UWT was a statistically significant predictor for stone passage in the multivariable analysis; however, similar to the UD measurements, it did not add any actual predictive value to that of the stone length. This was confirmed in an ROC analysis in which the RSSI parameters (UDAS, UDBS and UWT) were combined with stone length in a stepwise fashion. We found that the addition of RSSI only increased the prediction accuracy for SSP from 0.90 to 0.91 compared with stone length alone (Table 4, Fig. 4).

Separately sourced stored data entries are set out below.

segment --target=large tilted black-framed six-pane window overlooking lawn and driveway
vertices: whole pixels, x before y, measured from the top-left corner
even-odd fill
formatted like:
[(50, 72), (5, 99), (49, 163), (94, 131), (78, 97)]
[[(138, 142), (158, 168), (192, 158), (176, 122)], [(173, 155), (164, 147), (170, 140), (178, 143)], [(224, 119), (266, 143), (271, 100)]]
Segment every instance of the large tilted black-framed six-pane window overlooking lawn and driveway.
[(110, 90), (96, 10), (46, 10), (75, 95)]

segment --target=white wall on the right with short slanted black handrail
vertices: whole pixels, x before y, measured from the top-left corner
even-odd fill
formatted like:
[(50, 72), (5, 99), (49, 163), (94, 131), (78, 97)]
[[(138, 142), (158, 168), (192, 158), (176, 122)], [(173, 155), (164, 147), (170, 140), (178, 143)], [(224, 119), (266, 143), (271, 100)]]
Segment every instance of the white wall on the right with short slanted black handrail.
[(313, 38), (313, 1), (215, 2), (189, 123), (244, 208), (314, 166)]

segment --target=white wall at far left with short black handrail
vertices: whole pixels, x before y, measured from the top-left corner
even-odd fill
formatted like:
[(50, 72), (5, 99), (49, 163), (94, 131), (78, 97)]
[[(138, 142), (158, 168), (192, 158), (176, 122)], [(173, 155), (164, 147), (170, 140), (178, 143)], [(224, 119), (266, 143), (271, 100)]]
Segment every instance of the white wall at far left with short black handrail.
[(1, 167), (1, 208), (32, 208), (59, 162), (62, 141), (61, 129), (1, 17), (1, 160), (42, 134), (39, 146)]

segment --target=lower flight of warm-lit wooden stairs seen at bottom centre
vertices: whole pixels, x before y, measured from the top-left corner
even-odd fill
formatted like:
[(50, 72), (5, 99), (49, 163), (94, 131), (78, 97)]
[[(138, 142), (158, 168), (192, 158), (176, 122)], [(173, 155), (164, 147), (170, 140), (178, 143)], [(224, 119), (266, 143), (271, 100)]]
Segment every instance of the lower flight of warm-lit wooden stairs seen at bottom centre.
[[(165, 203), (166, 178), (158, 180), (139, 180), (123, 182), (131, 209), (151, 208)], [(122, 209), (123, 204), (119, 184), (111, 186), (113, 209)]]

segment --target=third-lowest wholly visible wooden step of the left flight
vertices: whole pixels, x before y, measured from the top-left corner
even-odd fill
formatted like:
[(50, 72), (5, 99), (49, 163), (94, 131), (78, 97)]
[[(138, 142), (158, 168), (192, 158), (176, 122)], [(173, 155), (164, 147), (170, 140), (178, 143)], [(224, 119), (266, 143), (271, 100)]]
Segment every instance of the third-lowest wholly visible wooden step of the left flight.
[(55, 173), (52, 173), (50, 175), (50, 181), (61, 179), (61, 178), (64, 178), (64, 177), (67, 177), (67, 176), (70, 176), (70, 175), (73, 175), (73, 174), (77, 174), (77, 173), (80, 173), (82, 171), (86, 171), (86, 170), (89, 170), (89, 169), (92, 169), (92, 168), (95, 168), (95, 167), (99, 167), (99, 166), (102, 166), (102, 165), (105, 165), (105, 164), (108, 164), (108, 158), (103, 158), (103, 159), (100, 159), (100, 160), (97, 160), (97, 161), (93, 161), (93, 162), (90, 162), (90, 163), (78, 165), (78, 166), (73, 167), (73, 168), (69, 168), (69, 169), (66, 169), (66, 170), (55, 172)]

To the best of our knowledge, this is the first study addressing the inter-reader variability and reliability of UWT measurements. A reproducibility analysis showed a wide LOA with a mean of − 2.0 to + 2.0 mm for different observers and only low-to-moderate reliability (ICC = 0.63), due to high inter-reader variance. There was also evidence of systematic differences between the readers. On the agreement plot, there was a tendency for better agreement with the mean at lower UWT and worse agreement at higher UWT. These findings indicate that the measurements of UWT on NCCT appear inconsistent and can lead to incorrect interpretation, which questions its usefulness in clinical praxis.

This study has some limitations. Due to its retrospective nature, the follow-up was not standardised regarding either the type of examination or the time after clinical onset. We could, however, identify a subgroup in which the first control of stone status was performed within approximately 4 weeks. The most common follow-up imaging was IVUs, which reflected the clinical routine at our department at that time. Small stones that are radiolucent or have low radiopacity, and cause no obstruction, may be missed on IVU. We estimate, however, that this potential risk for misclassification was rather low and should not significantly affect the results. Having several observers contributed to reducing the observer bias and enhancing data quality, which increased the study’s reliability and validity. However, all the measurements were taken at the same time on different reformations, which could lead to biased results (increased collinearity) due to readers’ objectivity being affected by auto-suggestion and inherent subjectivity.

Of all the investigated ureter-related factors, only UWT independently predicted stone expulsion in short-term follow-up. Still, its accuracy as a single predictor was only low to moderate. Moreover, the UWT measurements exhibited large interobserver variability and low reliability. None of the included stone impaction markers added any significant value to stone length in the prediction accuracy of spontaneous stone passage.

In conclusion, stone size is an excellent predictor for the spontaneous passage of upper ureteral stones. However, radiological signs of stone impaction do not add any clinically significant value as predictors.